The game, nonetheless, got out of hand as reliever Nate Jones proved no improvement. After inducing the second out, Jones gave up a walk to Maxwell, a two-run double to catcher Chris Snyder, a run-scoring single to Altuve and a single to Bixler that set up the aforementioned slapstick rundown play.

Sox' DH Adam Dunn cut the lead to 9-4 with a home run that continued his incredible power rebound after the abysmal first season he had after signing a free-agent contract with the team. Dunn now has 20 homers, nine more than he hit all of last year, and 46 runs batted in, four more than he had in all of 2011.  


(Adam Dunn heads for third after belting his 20th homer of the season.)

But Houston got one more homer, a two-run job off Zach Stewart with two outs in the eighth, from a most unexpected source: Altuve, who is having a fine first full season in the majors with a .326 batting average but whose 5-foot-5, 170-pound build doesn't scream "power hitter."

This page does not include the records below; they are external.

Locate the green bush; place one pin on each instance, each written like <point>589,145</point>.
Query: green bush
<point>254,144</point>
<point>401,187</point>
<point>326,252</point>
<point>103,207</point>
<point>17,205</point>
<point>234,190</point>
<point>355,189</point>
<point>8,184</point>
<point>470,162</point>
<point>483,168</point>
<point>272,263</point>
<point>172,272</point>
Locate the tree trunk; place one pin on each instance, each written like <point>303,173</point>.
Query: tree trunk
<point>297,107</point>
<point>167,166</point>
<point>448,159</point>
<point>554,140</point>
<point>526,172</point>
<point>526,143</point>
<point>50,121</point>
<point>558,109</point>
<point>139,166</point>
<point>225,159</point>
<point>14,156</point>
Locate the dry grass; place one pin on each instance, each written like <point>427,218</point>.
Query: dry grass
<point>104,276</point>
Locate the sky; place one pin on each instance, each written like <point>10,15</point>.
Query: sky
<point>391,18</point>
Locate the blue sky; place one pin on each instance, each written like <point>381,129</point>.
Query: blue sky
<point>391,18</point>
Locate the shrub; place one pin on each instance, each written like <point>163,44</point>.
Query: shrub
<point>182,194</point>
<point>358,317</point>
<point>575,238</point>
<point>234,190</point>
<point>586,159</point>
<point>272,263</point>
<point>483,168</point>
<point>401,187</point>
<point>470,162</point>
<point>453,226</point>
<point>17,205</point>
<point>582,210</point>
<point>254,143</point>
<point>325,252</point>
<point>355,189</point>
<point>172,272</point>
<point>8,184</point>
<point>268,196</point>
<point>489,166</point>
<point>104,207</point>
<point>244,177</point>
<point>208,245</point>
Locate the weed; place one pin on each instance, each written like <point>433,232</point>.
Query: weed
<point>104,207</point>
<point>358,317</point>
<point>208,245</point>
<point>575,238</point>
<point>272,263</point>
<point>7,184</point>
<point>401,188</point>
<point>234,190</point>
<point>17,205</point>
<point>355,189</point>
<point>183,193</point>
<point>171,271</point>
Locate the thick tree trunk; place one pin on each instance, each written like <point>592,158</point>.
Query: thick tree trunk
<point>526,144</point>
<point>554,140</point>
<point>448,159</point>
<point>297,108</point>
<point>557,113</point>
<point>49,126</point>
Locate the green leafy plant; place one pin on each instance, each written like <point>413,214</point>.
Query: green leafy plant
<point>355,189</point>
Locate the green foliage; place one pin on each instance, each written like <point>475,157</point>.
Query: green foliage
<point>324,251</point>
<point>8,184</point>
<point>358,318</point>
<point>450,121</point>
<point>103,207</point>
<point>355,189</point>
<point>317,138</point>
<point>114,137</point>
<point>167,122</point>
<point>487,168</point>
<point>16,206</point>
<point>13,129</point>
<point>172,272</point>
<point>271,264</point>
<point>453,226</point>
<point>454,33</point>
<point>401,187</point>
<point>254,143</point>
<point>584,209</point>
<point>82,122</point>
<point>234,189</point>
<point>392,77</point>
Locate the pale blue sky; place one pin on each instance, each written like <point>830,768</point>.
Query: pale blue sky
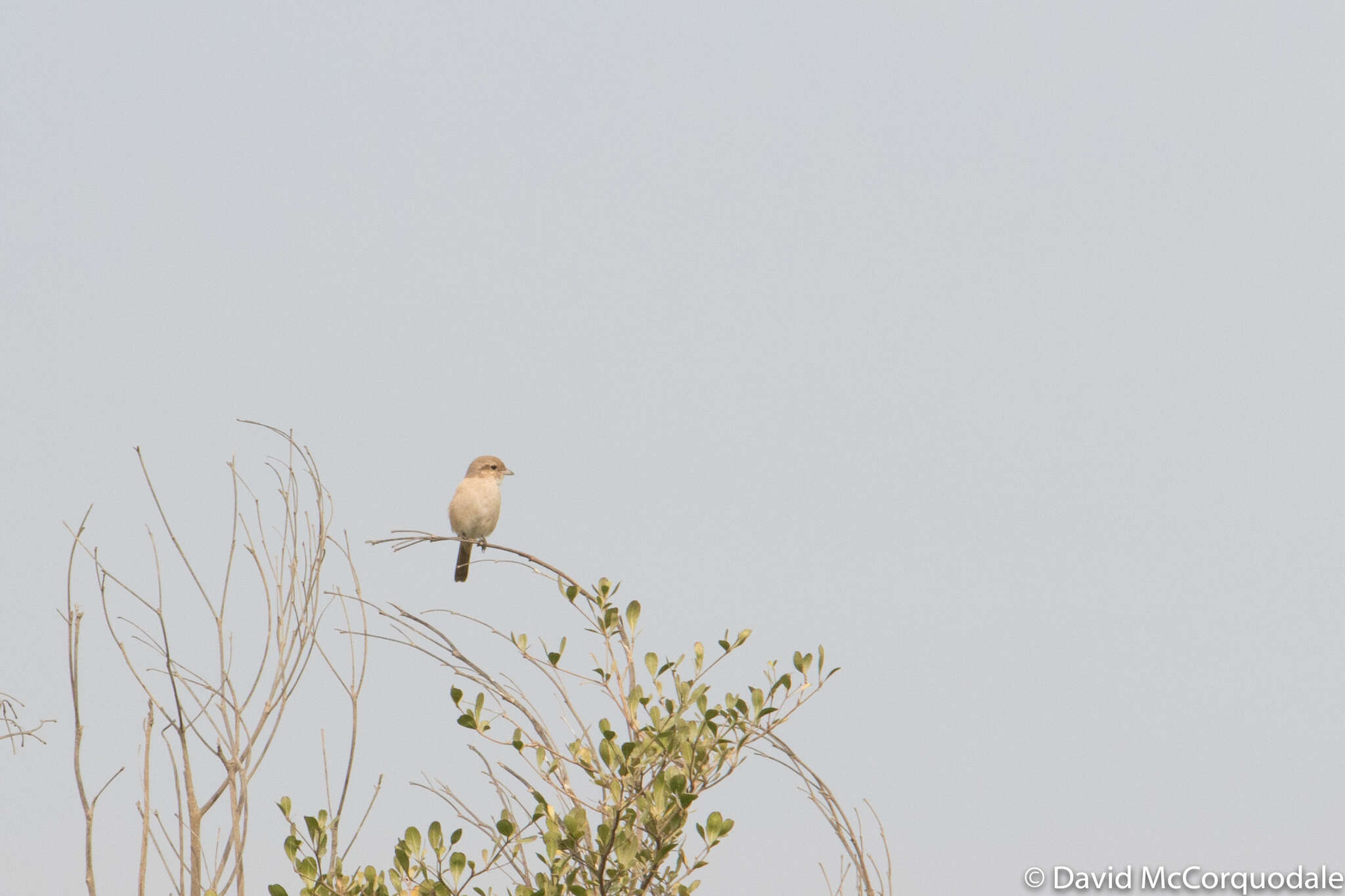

Falling behind 11-4 apparently was a wake-up call for the Sox. They got two back when Astros reliever Wilton Lopez got touched for a homer by Paul Konerko, the steady 36-year-old star whose great start (.365 average, 12 homers, 35 RBI) not only makes him a strong candidate for the All-Star Game but has raised chatter about a future induction into the Baseball Hall of Fame. Then in the 9th, the Astros brought struggling reliever Fernando Rodriguez in to get some work with a five-run lead, which quickly became two runs after he gave up a three-run homer to Sox' veteran third baseman Orlando Hudson, who had been in a hitting slump since Chicago picked him up from San Diego. That forced the Astros to bring in closer Brett Myers, but he quickly shut the door, preserving the 11-9 win with his 15th save.


(Paul Konerko about to kiss that ball goodbye for his 12th homer of the year.)

My next report from the ballpark will follow Wednesday's game between the Cubs and Detroit Tigers at Wrigley Field. I'll be back at U.S. Cellular Field next Monday, when the Cubs visit to finish up this year's Crosstown Classic. The Sox swept the three-game series between the teams at Wrigley May 18-20.